Agree Real Estate, Argaam Investment, and a third issuer each broke below prior lows on thin volume, diverging from a modestly higher TASI. Stop-loss orders amplified the declines.
Three stocks on Saudi Arabia's main index touched the lowest levels since their respective listings Tuesday, a session that saw selective pressure on smaller-cap names.
Agree Real Estate, Argaam Investment Company, and a third undisclosed issuer each printed new intraday lows before recovering slightly. Agree fell as much as 3.2% to SAR 14.86, below its previous floor set in March. Argaam dropped 2.1% to SAR 45.20, breaking below the SAR 46 support that had held since its IPO in 2022. The third company, which requested its name be withheld during the session, slid 4.5% on thin volume.
The moves came on a day when the broader TASI index edged up 0.3%, driven by petrochemical and banking heavyweights. The divergence suggests the selloff in these three names was company-specific, not sectorwide.

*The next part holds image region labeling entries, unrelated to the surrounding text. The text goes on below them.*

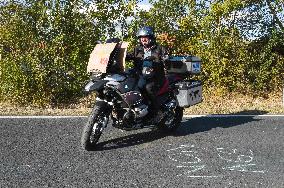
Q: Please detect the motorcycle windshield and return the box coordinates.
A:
[142,61,153,68]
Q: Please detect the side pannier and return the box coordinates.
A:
[166,56,201,74]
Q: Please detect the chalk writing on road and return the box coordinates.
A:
[167,144,265,178]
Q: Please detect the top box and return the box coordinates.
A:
[166,56,201,74]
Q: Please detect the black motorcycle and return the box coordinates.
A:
[81,40,202,150]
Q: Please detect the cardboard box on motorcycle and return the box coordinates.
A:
[87,42,129,73]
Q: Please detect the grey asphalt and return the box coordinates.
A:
[0,117,284,188]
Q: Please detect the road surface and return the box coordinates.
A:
[0,116,284,188]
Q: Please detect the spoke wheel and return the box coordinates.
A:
[81,103,109,151]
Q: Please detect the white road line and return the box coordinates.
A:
[0,114,284,119]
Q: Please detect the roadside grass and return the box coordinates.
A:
[0,92,284,116]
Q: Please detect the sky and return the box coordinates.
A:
[138,0,152,10]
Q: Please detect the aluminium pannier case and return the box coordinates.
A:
[166,56,201,74]
[176,81,202,107]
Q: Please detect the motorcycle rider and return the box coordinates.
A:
[127,26,167,119]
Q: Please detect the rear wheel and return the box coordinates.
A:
[158,107,183,132]
[81,102,109,151]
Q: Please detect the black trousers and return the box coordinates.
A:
[145,77,164,114]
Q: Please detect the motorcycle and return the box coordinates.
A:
[81,40,202,150]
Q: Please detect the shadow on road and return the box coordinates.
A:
[91,130,168,151]
[174,110,267,136]
[91,110,267,151]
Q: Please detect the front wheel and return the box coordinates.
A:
[158,107,183,133]
[81,102,109,151]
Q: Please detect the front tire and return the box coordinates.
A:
[81,102,109,151]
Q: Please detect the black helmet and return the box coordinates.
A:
[136,26,155,38]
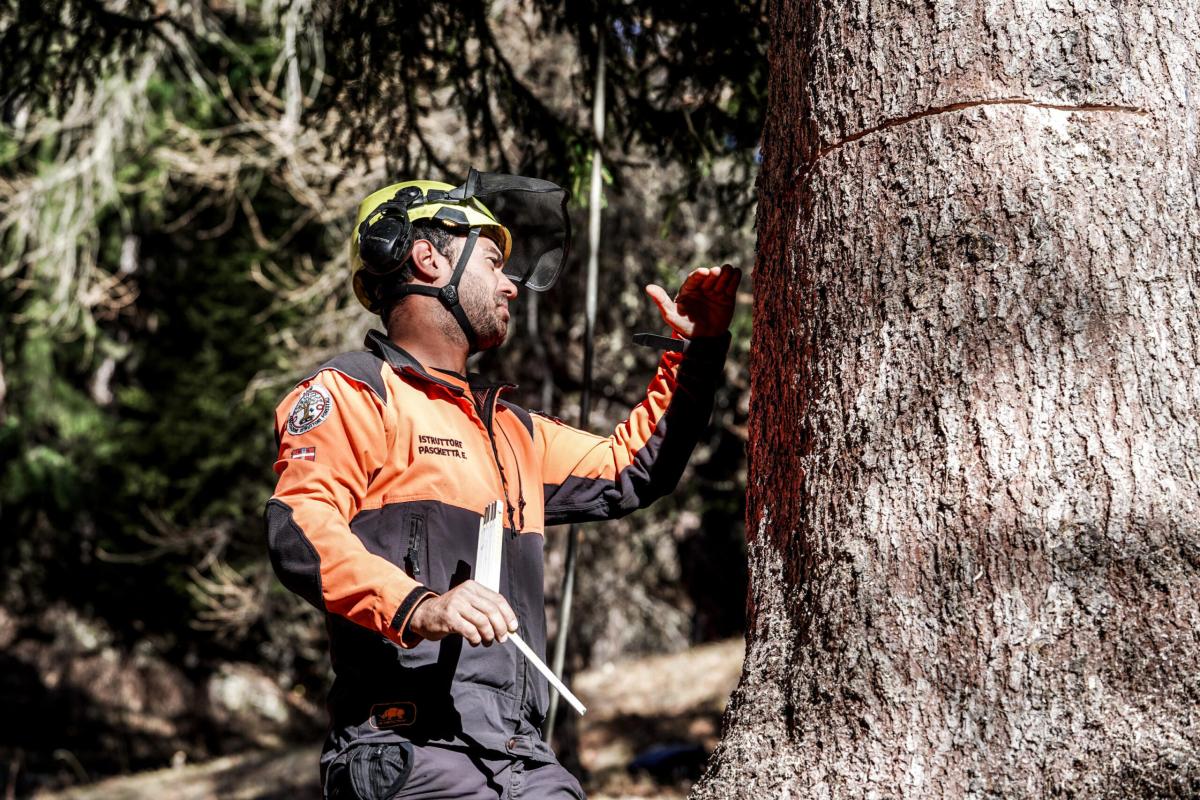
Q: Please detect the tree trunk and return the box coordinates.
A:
[694,0,1200,800]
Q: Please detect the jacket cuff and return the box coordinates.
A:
[391,585,438,650]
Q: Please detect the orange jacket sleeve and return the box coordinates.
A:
[266,369,432,646]
[533,333,730,525]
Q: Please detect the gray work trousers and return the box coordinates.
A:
[325,742,587,800]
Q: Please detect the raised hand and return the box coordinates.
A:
[646,264,742,339]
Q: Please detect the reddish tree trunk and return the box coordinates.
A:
[694,0,1200,799]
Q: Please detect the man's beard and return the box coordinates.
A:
[458,275,508,350]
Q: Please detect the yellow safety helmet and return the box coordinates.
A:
[350,169,571,351]
[350,180,512,312]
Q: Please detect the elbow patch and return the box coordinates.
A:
[264,499,325,610]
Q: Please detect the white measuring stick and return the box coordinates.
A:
[509,633,588,716]
[475,500,587,715]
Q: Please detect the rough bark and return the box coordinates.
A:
[694,0,1200,799]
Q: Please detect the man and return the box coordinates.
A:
[266,170,740,799]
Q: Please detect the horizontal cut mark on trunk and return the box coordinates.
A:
[812,97,1150,162]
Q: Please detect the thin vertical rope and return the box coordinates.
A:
[542,23,605,742]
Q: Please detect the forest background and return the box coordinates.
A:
[0,0,766,795]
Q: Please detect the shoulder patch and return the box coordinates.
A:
[288,384,334,435]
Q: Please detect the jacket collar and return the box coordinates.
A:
[364,331,516,395]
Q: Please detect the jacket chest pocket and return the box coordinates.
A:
[401,512,430,583]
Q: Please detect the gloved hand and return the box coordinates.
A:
[646,264,742,339]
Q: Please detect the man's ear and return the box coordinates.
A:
[409,239,449,284]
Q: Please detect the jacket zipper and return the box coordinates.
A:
[404,515,425,578]
[480,386,529,733]
[479,386,524,533]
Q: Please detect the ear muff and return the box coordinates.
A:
[359,186,421,275]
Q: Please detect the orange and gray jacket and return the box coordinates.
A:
[266,332,728,763]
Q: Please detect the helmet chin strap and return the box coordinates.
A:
[382,227,480,353]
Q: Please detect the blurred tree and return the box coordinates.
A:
[692,0,1200,799]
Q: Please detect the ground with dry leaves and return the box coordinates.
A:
[35,639,743,800]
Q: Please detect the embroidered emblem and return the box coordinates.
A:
[416,433,467,461]
[371,703,416,730]
[288,384,334,435]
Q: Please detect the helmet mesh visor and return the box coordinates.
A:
[467,170,571,291]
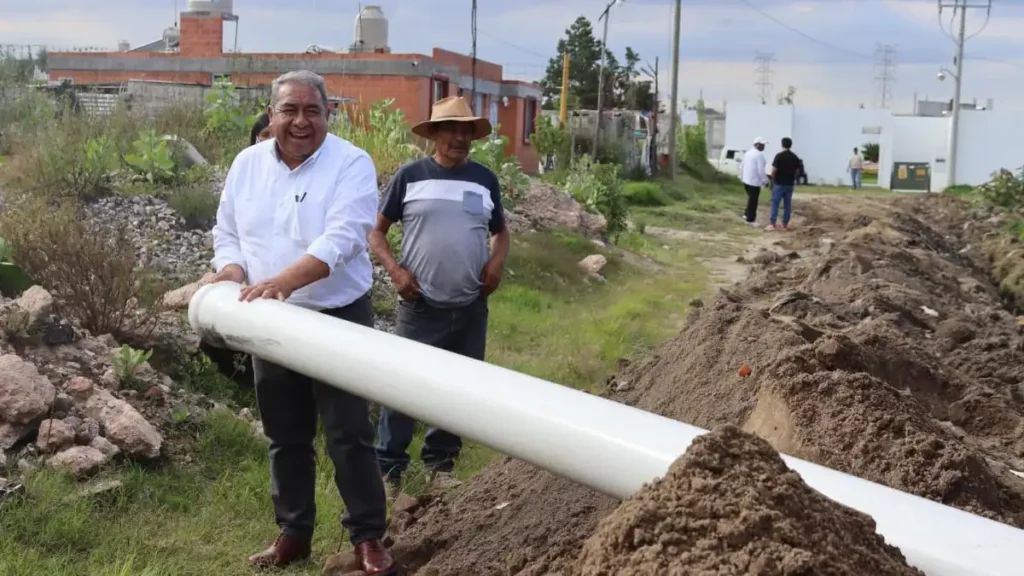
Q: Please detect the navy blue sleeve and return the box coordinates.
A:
[487,173,505,234]
[380,166,409,222]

Agree Real Estate had been under pressure since its Q1 earnings missed estimates by 12%, with rental income growth slowing to 3% year-on-year. Argaam's decline follows a May disclosure that its advertising revenue fell 18%, the biggest drop since the company went public. Analysts at Al Rajhi Capital downgraded the stock to neutral last week, citing margin compression.
Traders said the all-time-low prints triggered stop-loss orders that accelerated the declines, especially in Argaam, where daily volume was roughly triple the 20-day average. Both stocks finished off their lows but remained deep in negative territory for the year.
Agree ended Tuesday down 1.8% at SAR 15.02. Argaam closed at SAR 45.80, still below its IPO price of SAR 50.
The broader market's muted reaction suggests institutional investors are rotating, not panicking. The TASI's advance was led by Saudi Basic Industries Corp., up 1.1%, and Al Rajhi Bank, up 0.8%.
A fourth company, National Medical Care, also tested a 52-week low before reversing to close flat. That stock has fallen 22% in 2025, making it the third-worst performer on the healthcare index.